Вскоре Ян узнал, высмотрел, в какое время сестрички выходили из дому в костел, нашел средство уходить из дому, встретиться с ними на улице, перехватить улыбку, взгляд, потом равнодушное слово, далее желанное, дорогое словечко; затем уже его искали, наконец, из окна сигнализировали, когда сестры должна были уходить, но так ловко, что никто не мог заметить и понять, кроме Яна. А Ян все больше задумывался и просиживал в комнатке.
Старик Батрани часто повторял:
— Янек! Сфинкс тебя погубит! Не разгадаешь загадки, а погибнешь из-за нее. Великий символ означает, что кто не отгадал загадки Сфинкса, должен погибнуть. Так обстоит дело и сейчас все погибаем, так как никто ее не разгадает. Янек, слишком часто всматриваешься в Сфинкса!
Ян краснел, стыдился, но ничего не отвечал.
Мариетта, не понимавшая равнодушие к ней юноши, так как с момента прибытия Яна старалась быть милой, ласковой, красивой, почувствовала, наконец, что в сердце пробуждается гнев, глаза ее наливались слезами, сердце громко стучало. Понятно, она стала беспокоиться при мысли, что Ян любит другую.

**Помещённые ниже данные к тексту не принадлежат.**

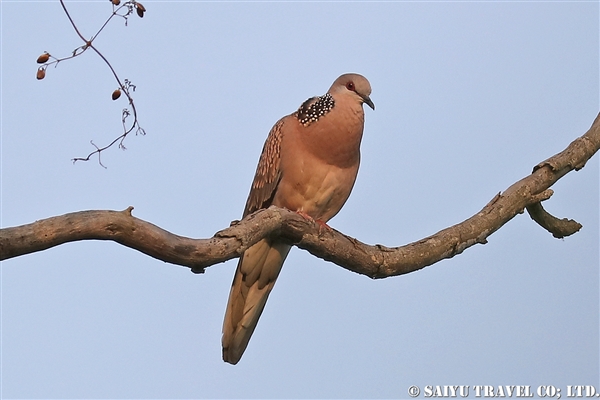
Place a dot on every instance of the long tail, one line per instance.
(254, 278)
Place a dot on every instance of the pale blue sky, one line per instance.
(469, 97)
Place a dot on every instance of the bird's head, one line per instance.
(354, 85)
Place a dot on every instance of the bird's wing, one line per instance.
(268, 172)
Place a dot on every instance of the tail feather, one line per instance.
(254, 279)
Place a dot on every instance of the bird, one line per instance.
(308, 164)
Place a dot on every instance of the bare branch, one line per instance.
(374, 261)
(46, 59)
(559, 228)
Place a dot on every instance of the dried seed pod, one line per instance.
(43, 58)
(140, 9)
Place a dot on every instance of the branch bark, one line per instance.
(374, 261)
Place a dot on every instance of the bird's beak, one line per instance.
(367, 101)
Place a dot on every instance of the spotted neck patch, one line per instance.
(311, 110)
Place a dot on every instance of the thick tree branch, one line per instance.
(374, 261)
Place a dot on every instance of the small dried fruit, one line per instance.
(140, 9)
(43, 58)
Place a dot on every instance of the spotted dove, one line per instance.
(308, 164)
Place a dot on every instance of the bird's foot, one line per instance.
(322, 225)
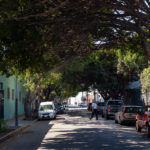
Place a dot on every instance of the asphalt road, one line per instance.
(74, 131)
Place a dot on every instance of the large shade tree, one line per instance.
(35, 33)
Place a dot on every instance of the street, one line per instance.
(74, 130)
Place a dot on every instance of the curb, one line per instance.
(13, 133)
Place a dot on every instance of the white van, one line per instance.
(47, 110)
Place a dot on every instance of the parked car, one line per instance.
(111, 107)
(89, 107)
(143, 120)
(126, 114)
(46, 111)
(59, 108)
(100, 107)
(82, 104)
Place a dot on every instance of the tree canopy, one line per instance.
(35, 33)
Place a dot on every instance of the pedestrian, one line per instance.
(94, 110)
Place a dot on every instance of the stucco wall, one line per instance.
(9, 103)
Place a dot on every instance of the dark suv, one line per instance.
(111, 107)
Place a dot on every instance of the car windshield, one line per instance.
(131, 109)
(115, 103)
(58, 105)
(46, 107)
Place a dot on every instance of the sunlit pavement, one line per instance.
(74, 130)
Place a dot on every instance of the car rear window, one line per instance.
(115, 102)
(131, 109)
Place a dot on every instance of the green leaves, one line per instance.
(145, 78)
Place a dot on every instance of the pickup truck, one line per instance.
(111, 107)
(143, 120)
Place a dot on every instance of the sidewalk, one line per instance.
(22, 124)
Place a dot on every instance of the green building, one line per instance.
(8, 97)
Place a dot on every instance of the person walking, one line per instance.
(94, 110)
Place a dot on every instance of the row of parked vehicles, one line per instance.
(48, 110)
(125, 114)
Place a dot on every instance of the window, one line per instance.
(8, 93)
(13, 94)
(20, 95)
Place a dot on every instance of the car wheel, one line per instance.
(138, 129)
(148, 130)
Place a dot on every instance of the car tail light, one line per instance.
(124, 109)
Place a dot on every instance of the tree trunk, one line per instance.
(146, 47)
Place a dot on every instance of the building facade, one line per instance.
(8, 97)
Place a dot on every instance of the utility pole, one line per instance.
(16, 104)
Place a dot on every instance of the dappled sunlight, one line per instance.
(81, 133)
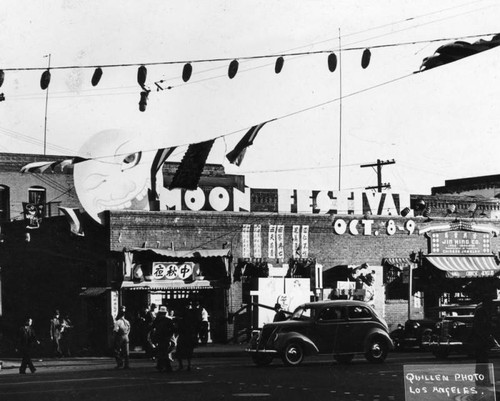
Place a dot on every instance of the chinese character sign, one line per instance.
(245, 241)
(257, 241)
(304, 242)
(280, 242)
(271, 254)
(296, 249)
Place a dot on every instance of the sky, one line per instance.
(436, 125)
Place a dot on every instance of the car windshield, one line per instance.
(302, 312)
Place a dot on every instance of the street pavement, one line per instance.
(11, 365)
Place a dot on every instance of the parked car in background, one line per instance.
(409, 335)
(342, 328)
(452, 332)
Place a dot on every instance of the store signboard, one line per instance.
(172, 271)
(460, 242)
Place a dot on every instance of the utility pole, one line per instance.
(46, 105)
(379, 165)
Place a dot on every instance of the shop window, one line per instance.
(37, 195)
(4, 203)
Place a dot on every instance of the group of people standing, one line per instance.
(166, 336)
(59, 333)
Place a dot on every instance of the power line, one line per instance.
(262, 56)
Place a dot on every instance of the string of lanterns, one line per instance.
(232, 71)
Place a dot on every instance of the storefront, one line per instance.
(172, 278)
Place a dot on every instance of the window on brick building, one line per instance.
(4, 203)
(37, 195)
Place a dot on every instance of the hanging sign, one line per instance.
(245, 241)
(460, 242)
(172, 271)
(271, 254)
(257, 241)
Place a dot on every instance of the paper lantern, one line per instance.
(332, 62)
(97, 76)
(142, 72)
(233, 69)
(365, 58)
(279, 65)
(186, 72)
(45, 80)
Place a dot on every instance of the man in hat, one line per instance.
(280, 313)
(55, 334)
(162, 333)
(25, 341)
(121, 341)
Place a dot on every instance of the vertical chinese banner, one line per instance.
(296, 242)
(245, 241)
(304, 242)
(257, 241)
(280, 242)
(271, 253)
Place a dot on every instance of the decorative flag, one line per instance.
(189, 171)
(238, 153)
(97, 76)
(161, 156)
(51, 165)
(73, 216)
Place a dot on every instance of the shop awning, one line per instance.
(465, 266)
(400, 263)
(170, 285)
(188, 254)
(93, 291)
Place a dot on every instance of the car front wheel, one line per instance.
(377, 350)
(262, 359)
(293, 354)
(344, 358)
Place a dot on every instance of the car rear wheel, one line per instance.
(377, 350)
(344, 358)
(441, 353)
(293, 354)
(262, 359)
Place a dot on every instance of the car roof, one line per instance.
(334, 302)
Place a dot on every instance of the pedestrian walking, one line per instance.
(121, 341)
(280, 314)
(162, 333)
(204, 326)
(187, 336)
(26, 340)
(66, 335)
(55, 334)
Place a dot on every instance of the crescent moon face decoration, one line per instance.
(116, 175)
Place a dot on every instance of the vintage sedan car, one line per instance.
(409, 335)
(342, 328)
(452, 333)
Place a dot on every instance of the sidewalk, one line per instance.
(207, 351)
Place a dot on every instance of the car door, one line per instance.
(329, 329)
(360, 320)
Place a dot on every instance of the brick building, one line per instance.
(237, 250)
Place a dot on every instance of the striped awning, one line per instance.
(465, 266)
(170, 285)
(400, 263)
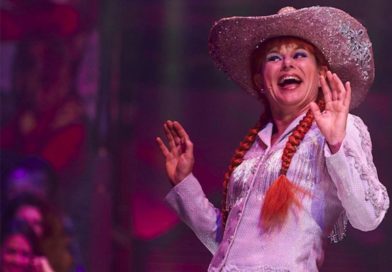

Она стала за ним следить, подозревать. Задумчивость, частые отлучки, просиживание у себя в комнате — все это уверяло ее, что Ян влюбился. Но в кого? В кого?
Однажды утром Ян встал раньше других и уселся в окошке. Прекрасная Ягуся открыла свое и, облокотившись, отвечала взглядом на тихие речи влюбленного. Мариетта, словно предчувствуя что-то, вскочила с кровати и стала искать Яна по всему дому. Она слышала (знала его походку) только что шаги в комнате: тихонько подкравшись, раскрыла дверь и увидела его в окне. С бьющимся сердцем она на пальцах подошла поближе посмотреть, на что он так внимательно глядел. Ее глаза увидели Ягусю. Все было ясно. Мгновенно ее охватил прежний гнев, не проявлявшийся со времени прибытия Яна, и она убежала, громко хлопнув дверью.
Ян остолбенел.
Обиженная женщина побежала к мужу.
— Вон его! — закричала, топая ногой. — Пусть убирается от нас! Долой! Пусть просит милостыни! Вон его, это негодяй!
— Кто? Что? — спросил покорно итальянец.
— Кто? Ты меня спрашиваешь, ты не понял? Давно тебе, наверно, это известно. Этот бездельник, вместо работы, завел шуры-муры с какими-то девицами напротив. Твой Ян, твой любимец! Не желаю его больше держать, вон его сейчас же!
— Но, дорогая Мариетта, ты сама…
— Да! "Ты сама его хотела", сама теперь хочу, чтобы ты его выгнал. Сейчас, сейчас, сию минуту!
— Мариетта, дорогая моя! Я его люблю, я к нему привязан. Если он провинился, можно ему сделать выговор, напугать его. Но в чем он виноват? Это увлечение юности. Ну не сердись, я сам за него прошу у тебя прощения.
— И слушать не желаю! Знать ни о чем не хочу! Пусть уходит, пусть убирается вон! Я давно его не выношу, терпеть не могу!
Художник улыбнулся.
— Значит, ты неумолима? — спросил он еще раз, держась за ручку двери.
— Выгнать его сейчас! Говорю тебе: сейчас!
Батрани поник головой, пожал плечами, хотел еще что-то добавить, но женщина, у которой гнев смешался со слезами, вытолкнула его из комнаты и закрыла дверь на задвижку, чтобы выплакаться наедине.
Итальянец долго раздумывал; затем взял из спрятанного в уголке мешочка несколько золотых монет, вздохнул и со слезами на глазах пошел к Яну с такой печалью, словно его самого выгнали.
Ян что-то предчувствовал и побаивался; однако весело встретил учителя, которого нахмуренный лоб, покрасневшие глаза и смущенное лицо были очень красноречивы.
— Ян, — тихо проговорил Батрани, — дорогой Ясь, — он поправился, — мы должны расстаться.
— Мы! Расстаться! Как так?
— Так, — повторил итальянец, смахивая слезу рукавом, — не я, не я, это она, Мариетта, гонит тебя. Не знаю, что ты наделал. Вероятно, ее возмутила эта несчастная интрижка: она такая чистая и святая.
Ян, как преступник, опустил голову.
— Она не хочет больше видеть тебя здесь; велела тебе отказать. Но куда же ты пойдешь, бедное мое дитя?